The default rate of the S&P/Loan Syndications Trading Association Leveraged Loan Index is nearing 4% as large oil and gas companies California Resources Corp. and Seadrill Partners LLC collectively missed payments on nearly $5 billion of term loans this month, which sent the sector-level default rate to a record high.
The leveraged loan default by issuer count is 3.88%, a near 10-year high. By amount, the rate is currently at a five-year high of 3.70%.
Following these large defaults, the oil and gas sector default rate jumped to a record high of 31%, exceeding the previous February 2018 record of 27%.
California-based oil producer California Resources on July 15 filed for Chapter 11 protection in a bankruptcy court in Houston after it failed to make interest payments on its term loans and second-lien notes. CEO Todd Stevens said the company had significantly reduced "the outsized debt burden we inherited from Occidental Petroleum Corp. at our December 2014 spin-off," which took place just as oil prices commenced a historic and prolonged period of decline.
Following a series of liability management exercises, the company ultimately needed to further reduce its debt burden through a Chapter 11 process given "today's unprecedented market conditions, including oversupply and reduced demand due to COVID-19." The company's bankruptcy plan calls for the elimination of more than $5 billion of its $6 billion debt load.

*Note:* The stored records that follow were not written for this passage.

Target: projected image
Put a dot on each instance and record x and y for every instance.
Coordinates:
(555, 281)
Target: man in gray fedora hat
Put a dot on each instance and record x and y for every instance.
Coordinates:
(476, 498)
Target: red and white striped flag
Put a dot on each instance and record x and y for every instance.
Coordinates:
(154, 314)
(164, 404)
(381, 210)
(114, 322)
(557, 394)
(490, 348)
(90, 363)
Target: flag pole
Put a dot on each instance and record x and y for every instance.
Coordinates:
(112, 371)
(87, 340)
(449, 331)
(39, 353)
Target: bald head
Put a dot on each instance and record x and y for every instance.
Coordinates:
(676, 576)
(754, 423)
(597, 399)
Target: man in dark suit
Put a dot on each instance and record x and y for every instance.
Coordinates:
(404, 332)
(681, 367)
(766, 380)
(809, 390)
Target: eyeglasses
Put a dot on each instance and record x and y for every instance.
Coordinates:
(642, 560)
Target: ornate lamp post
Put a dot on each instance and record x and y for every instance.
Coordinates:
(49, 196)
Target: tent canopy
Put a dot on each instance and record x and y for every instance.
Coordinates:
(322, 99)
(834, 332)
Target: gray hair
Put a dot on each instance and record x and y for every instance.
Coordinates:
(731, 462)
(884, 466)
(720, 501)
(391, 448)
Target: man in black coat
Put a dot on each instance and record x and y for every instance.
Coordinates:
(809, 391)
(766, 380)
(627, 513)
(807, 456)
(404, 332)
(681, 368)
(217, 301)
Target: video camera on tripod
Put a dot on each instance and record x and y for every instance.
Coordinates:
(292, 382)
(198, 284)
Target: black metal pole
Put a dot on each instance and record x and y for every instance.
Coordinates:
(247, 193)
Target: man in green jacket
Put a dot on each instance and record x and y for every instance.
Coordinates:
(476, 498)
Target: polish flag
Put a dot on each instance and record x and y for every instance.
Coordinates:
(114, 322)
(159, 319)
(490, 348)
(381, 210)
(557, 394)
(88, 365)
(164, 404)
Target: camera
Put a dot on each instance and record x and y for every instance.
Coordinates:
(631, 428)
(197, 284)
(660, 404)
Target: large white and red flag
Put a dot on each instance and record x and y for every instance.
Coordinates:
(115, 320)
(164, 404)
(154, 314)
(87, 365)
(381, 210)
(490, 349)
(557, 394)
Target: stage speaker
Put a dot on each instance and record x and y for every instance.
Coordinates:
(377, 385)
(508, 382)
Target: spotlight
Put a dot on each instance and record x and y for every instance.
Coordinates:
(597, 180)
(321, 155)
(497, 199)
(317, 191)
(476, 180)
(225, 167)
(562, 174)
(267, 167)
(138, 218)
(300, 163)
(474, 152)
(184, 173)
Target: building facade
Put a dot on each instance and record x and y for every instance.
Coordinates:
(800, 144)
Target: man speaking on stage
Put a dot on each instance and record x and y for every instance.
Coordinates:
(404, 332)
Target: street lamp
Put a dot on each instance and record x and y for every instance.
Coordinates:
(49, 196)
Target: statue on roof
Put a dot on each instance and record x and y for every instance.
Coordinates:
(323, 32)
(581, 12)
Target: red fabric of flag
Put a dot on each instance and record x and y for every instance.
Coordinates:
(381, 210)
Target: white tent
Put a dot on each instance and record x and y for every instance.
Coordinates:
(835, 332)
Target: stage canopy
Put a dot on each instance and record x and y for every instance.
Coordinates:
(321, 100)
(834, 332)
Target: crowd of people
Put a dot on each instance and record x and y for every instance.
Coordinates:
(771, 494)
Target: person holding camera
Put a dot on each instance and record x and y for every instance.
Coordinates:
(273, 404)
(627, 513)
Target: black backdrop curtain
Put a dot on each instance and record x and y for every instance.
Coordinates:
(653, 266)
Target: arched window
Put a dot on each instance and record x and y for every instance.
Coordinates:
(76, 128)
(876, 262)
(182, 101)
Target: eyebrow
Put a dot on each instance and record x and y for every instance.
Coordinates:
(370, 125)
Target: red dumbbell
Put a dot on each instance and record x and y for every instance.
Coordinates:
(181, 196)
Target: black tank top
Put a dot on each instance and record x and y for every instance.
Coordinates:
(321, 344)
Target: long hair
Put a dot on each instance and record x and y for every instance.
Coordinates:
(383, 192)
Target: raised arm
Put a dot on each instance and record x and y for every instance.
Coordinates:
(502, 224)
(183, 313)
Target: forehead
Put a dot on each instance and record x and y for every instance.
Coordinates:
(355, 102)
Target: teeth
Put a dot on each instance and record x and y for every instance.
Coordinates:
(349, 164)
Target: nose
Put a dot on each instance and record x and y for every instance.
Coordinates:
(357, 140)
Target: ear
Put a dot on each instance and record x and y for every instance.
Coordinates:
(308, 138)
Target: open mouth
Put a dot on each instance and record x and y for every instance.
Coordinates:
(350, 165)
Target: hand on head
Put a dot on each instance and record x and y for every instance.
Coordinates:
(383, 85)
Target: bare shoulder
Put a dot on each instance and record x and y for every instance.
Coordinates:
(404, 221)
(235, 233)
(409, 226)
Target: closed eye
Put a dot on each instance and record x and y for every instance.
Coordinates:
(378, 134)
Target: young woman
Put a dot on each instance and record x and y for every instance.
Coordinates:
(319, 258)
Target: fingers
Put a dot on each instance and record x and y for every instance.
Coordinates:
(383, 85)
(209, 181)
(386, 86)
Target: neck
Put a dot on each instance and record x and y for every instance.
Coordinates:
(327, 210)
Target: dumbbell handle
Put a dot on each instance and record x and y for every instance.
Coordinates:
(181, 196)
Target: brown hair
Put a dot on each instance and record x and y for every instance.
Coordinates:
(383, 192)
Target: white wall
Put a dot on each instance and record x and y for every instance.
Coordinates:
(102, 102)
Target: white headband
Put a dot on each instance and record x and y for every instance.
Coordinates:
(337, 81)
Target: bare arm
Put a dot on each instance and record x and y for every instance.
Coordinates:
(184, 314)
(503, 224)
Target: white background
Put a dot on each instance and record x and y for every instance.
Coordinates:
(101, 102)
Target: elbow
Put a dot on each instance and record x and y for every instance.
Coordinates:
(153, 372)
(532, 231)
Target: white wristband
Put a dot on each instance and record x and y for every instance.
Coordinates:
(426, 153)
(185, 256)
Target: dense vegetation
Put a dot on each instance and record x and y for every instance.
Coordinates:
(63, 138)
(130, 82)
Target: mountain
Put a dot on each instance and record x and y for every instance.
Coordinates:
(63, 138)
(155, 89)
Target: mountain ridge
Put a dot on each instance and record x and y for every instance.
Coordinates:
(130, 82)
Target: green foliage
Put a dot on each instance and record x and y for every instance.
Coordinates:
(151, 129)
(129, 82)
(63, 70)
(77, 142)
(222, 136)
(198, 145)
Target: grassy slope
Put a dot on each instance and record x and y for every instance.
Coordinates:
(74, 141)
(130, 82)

Seadrill Partners, meanwhile, was recently downgraded by S&P Global Ratings to SD, or selective default, from CCC and a negative outlook, after the company missed a $49 million interest payment due June 30 on its $2.6 billion term loan B due February 2021. The rating on the company's term loan B (L+600, 1% floor after a 2018 amendment) was dropped to D, from CCC, on account of the missed payment, prompting a default in the Index.
The rating agency said it does not believe the interest payment will be made during the 30-day grace period expiring on July 30 as the company has said it is negotiating an agreement with bondholders to capitalize the interest as a liquidity-enhancing move.
S&P Ratings notes that the oil drilling market has been "testing over the past few years," causing Seadrill's capital structure "to become unsustainable." The agency added that the recent drop in oil prices and the pandemic "greatly exacerbated the problem," saying it believes Seadrill is working to "preserve cash ahead of a potential wider debt restructuring."
Finally, with outsized defaults flushed out of the calculation, and a partial retracing of the weighted average bid of oil and gas loans from the March plunge in prices, the sector level distress ratio of performing loans — characterized by loans priced below 80 — has receded from its staggering March high of 82% to 25%.
Taking a step back from the leveraged loan market, the S&P Global Market Intelligence's probability of default model for the oil and gas industry, which includes companies that trade on major North American exchanges, shows that of the 15 oil and gas concerns with the highest probability of default scores, 13 saw their scores increase significantly since the beginning of the year, and analysts agree that companies both large and small are flashing warning signs.
Again, the Market Intelligence probability of default model looks at a set of oil and gas corporates separately from the S&P/LSTA Leveraged Loan Index. It is included in this analysis to give a broader view of corporate health in the oil and gas sector.